Jean Mills gives her readers an outstanding main character in The Legend. Griff is at the centre of a sort of Venn diagram with intersecting circles containing his old life in Ottawa, his current life in Glenavon and his potential future as a sports journalist. He faces the physical challenge of his hockey injury with strength and resilience despite his frustration, certain that one day he will return to the ice. Griff’s high EQ and willingness to help others shows up when he deals with Noah, a young neighbourhood boy who loves hockey but whose family can’t afford the equipment and extras in order to let him play. Griff goes out of his way to be kind to Noah and to get to the bottom of what is worrying him. He also eventually works with the school in order to help disadvantaged kids participate in sports. And Griff is a confident, capable and hard-working individual who takes on duties at the radio station with calm expertise and an inherent understanding of what makes good journalism. Griffin seems to have it all, and readers will be delighted to experience life with him within this book.
Mills works within the present, past and future of Griffin’s life in an interesting way. Readers meet good friends from his old hockey team in Ottawa and come to realize how important teamwork and solid relationships are during one’s teenage years. The past also includes girlfriend Blair, and readers watch how Griff learns and matures as he works his way through the complications of a long distance relationship with a very needy and self-absorbed young woman.
The present is in the town of Glenavon, and readers see Griff’s very supportive parents and sisters. Noah and his sister Rosie are important new people in Griff’s world, and he appreciates that Rosie is a talented and caring yet independent young woman who knows what she wants. Mills also adds some mystery to the present time in the character of Guy Martin, Griff’s mentor at the radio station. He doesn’t keep his commitments, disappears from time to time and leaves Griff wondering just what kind of relationship he has – or wants to have – with Rosie, Noah and their mother.
And then there’s the future which Mills hints at within the novel. Griff is only learning the ropes of journalism and broadcasting but seems to have what it takes to potentially make this a career. Readers watch him as he reports on local games and then moves on to a wider scene, rubbing shoulders with both professional athletes and the journalists who cover them and their sports. He works at a radio station, The Legend 99.1, and readers can speculate if Griff might have a chance at becoming a legend in his own right, either on the ice or in the press boxes of well-known arenas.

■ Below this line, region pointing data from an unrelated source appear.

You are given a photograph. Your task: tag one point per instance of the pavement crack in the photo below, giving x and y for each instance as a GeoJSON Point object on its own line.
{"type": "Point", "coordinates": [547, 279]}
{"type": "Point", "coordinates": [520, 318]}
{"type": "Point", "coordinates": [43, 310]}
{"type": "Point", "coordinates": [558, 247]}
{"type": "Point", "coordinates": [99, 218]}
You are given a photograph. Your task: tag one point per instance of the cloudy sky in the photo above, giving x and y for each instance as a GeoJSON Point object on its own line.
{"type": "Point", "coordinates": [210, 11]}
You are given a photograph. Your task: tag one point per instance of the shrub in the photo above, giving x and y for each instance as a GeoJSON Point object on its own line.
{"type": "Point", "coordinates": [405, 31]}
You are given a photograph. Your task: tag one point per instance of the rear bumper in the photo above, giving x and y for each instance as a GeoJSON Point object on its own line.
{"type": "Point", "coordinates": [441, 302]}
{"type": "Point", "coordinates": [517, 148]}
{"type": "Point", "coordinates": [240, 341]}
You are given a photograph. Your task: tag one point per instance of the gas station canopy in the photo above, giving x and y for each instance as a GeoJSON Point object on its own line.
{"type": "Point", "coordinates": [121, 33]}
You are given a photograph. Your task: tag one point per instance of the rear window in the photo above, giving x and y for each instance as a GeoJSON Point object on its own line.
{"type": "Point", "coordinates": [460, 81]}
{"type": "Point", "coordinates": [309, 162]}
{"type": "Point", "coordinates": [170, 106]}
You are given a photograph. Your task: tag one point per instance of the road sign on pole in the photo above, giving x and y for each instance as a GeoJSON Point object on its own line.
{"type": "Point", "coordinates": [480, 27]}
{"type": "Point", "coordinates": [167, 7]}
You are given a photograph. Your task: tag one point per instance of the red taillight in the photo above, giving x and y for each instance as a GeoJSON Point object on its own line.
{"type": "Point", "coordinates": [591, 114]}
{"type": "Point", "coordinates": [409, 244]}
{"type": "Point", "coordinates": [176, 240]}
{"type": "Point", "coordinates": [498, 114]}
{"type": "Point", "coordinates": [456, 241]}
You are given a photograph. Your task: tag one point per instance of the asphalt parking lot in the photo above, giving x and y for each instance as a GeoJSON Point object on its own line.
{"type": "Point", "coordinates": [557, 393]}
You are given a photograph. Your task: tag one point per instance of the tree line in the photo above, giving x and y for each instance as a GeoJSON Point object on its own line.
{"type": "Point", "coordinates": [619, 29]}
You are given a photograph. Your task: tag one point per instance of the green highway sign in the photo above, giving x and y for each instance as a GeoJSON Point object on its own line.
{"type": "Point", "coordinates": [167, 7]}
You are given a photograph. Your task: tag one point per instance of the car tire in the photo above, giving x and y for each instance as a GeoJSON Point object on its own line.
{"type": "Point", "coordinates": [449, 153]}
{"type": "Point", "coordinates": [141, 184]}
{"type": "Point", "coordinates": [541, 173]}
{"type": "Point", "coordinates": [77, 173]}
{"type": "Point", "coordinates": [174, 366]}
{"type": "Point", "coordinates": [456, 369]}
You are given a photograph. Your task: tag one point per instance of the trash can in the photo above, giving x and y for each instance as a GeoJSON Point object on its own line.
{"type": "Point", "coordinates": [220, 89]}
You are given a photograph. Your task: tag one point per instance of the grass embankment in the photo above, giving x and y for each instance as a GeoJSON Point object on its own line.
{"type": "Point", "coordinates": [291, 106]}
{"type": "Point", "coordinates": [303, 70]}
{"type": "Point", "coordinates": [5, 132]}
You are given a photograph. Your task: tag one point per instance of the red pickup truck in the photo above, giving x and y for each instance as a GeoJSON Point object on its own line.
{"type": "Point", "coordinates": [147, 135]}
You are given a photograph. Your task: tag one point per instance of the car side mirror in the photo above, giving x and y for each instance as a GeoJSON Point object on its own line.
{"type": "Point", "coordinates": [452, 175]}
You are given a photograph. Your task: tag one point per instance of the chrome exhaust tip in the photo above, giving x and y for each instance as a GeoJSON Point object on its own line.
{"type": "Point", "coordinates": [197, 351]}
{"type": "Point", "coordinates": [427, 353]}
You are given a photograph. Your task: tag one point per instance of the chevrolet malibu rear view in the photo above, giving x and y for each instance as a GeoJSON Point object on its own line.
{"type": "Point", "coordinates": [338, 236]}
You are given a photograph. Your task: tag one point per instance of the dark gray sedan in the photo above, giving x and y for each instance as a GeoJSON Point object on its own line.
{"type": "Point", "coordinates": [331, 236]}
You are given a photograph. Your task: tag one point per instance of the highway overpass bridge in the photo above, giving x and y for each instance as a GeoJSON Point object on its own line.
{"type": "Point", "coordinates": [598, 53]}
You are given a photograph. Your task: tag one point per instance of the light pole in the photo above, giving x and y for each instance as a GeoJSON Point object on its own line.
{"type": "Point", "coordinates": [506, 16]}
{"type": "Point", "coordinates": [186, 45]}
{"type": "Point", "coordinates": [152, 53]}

Hockey enthusiasts will enjoy this book as Mills has insights not only into the sport but into the psyche of players and coaches and the way sports teams work. Other young adult readers will relate to the emotions faced by Griff and the other teens. Mills understands teenagers and provides characters that are true-to-life and interesting. And there is just a touch of romance and just a touch of intrigue added to the plot – enough to ensure readers are engaged from beginning to end.
In 2018, I gave Mills’ novel Skating Over Thin Ice an excellent rating, and, if anything, she has only improved since then. The Legend is a top-notch young adult book from a prize-winning author.
Ann Ketcheson, a retired teacher-librarian and high school teacher of English and French, lives in Ottawa, Ontario.